First up, and always fun, is a tea party Republican (from AZ no less) trashing John McCain (after rather bizarrely joking about violence in Egypt by pretending to paint his eyes like an Egyptian- it is a little creepy). He then goes on to ask of himself as to whether he is a hobbit or whether he is brilliant. (I think it is a trick question, as he is clearly not brilliant, and the hobbits were community minded folk who sacrificed themselves on behalf of others, so he’s clearly not one of them either.) Here’s Congressman David Schweikert:

The right wing continues to obsess about stopping Obamacare, and Windsor has a funny video here with far right Utah Senator Mike Lee on an extended muse about his latest master strategy for repeal (it’s as much a fantasy as every other of these strategies). But my favorite of Windsor’s Lee videos is this one, where he compares people getting health care coverage under Obamacare to crack addicts. (No, you did not misread that.)

Windsor is coming out with a series of videos from the FreedomWorks event in Utah, they are all worth checking out here.

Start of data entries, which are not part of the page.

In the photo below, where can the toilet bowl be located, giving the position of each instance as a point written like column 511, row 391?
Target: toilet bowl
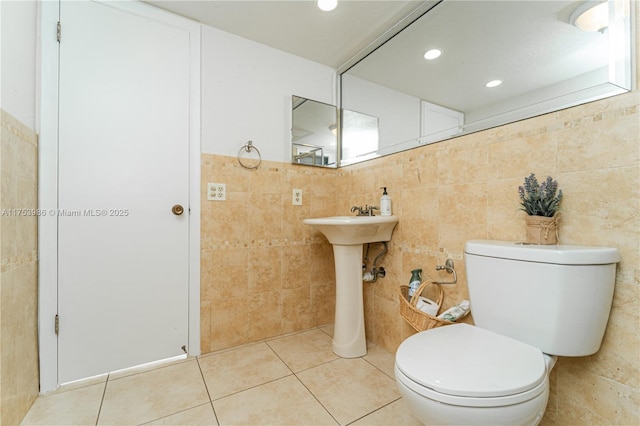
column 530, row 304
column 465, row 375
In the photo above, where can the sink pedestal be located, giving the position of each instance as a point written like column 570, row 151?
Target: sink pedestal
column 348, row 234
column 348, row 331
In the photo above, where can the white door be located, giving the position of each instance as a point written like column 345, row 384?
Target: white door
column 123, row 163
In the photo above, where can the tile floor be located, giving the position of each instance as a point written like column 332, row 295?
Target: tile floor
column 290, row 380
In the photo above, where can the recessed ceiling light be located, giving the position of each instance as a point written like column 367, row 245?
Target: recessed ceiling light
column 432, row 54
column 327, row 5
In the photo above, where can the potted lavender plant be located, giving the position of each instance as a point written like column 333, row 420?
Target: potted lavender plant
column 541, row 202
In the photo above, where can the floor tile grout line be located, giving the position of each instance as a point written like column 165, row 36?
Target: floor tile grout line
column 252, row 387
column 316, row 398
column 378, row 368
column 208, row 393
column 264, row 340
column 177, row 412
column 370, row 413
column 104, row 393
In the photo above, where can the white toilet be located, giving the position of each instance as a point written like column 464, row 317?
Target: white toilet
column 530, row 303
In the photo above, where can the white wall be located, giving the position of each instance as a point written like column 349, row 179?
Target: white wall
column 18, row 60
column 246, row 94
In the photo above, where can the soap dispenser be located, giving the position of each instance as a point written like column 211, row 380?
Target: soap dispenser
column 385, row 203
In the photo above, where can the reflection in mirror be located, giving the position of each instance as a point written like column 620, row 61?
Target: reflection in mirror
column 542, row 59
column 314, row 133
column 359, row 137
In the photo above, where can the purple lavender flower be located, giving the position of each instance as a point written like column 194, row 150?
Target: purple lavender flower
column 539, row 199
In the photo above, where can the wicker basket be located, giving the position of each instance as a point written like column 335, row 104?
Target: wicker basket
column 417, row 319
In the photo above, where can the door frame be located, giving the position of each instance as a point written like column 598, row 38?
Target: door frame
column 48, row 178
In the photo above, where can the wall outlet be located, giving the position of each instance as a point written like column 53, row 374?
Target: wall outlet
column 296, row 197
column 216, row 191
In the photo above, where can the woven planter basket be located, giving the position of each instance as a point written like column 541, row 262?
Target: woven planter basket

Being a progressive, I am a tolerant guy, so you conservatives should feel free to party however you see fit. But I’m glad for the sake of my humanity that I am part of the progressive movement, and not the conservative one. What a sad obsessive world modern day conservatives live in: obsessed that senior citizens and little kids and people with disabilities and those who live in poverty might be getting a free ride off the government; obsessed with trying to avoid paying taxes to support the basic government paid for infrastructure that helps us all; obsessed that Obamacare might actually allow a poor person or a young person or just someone with a pre-existing medical condition to get decent health insurance; obsessed that someone with a different sexual orientation than themselves might be able to get married or get a job. And then there’s the poor guy who’s still trying to decide whether he is brilliant or a hobbit. It’s a tough life for conservatives having to worry about all this, and their only outlet for all this this craziness is when they get together at these meeting for the chance to bay at the moon.

Now, don’t get me wrong, progressives don’t have perfectly joy-filled lives either. We tend to wake up angry at all the injustice in the world, a world where too many people still go hungry and too few people have way more money and power than they should. We have too few politicians who share our values, and sometimes even those who seem to are all too willing to sell out those values when the going gets tough. There is so much money on the side of corporate and right wing special interests, and not nearly enough on ours. And our movement has all the same human weaknesses as any other- circular firing squads, petty power games and ego squabbles, sometimes a lack of focus and lack of strategic vision.

But for all that, what the progressive movement shares is a belief in community and the common good, a belief that our fates are woven together and that we should give a hand up to those of our brethren who have stumbled and fallen. We share the idea that, as Martin Luther King framed it, that we should have a society based on the principle of love, not intolerance. We believe that we should love our neighbors as ourselves, that we should be our brother’s and sister’s keepers, that we should treat others the way we would want to be treated. We believe that another’s death diminishes us all, and that an injustice to one is an injustice to all. We believe that our hearts should be bigger than our wallets.

And we believe in leaping, leaping and dancing for joy, in the streets and everywhere else, when good things happen that make people’s lives better. That makes me feel lucky to be on this side of the political aisle.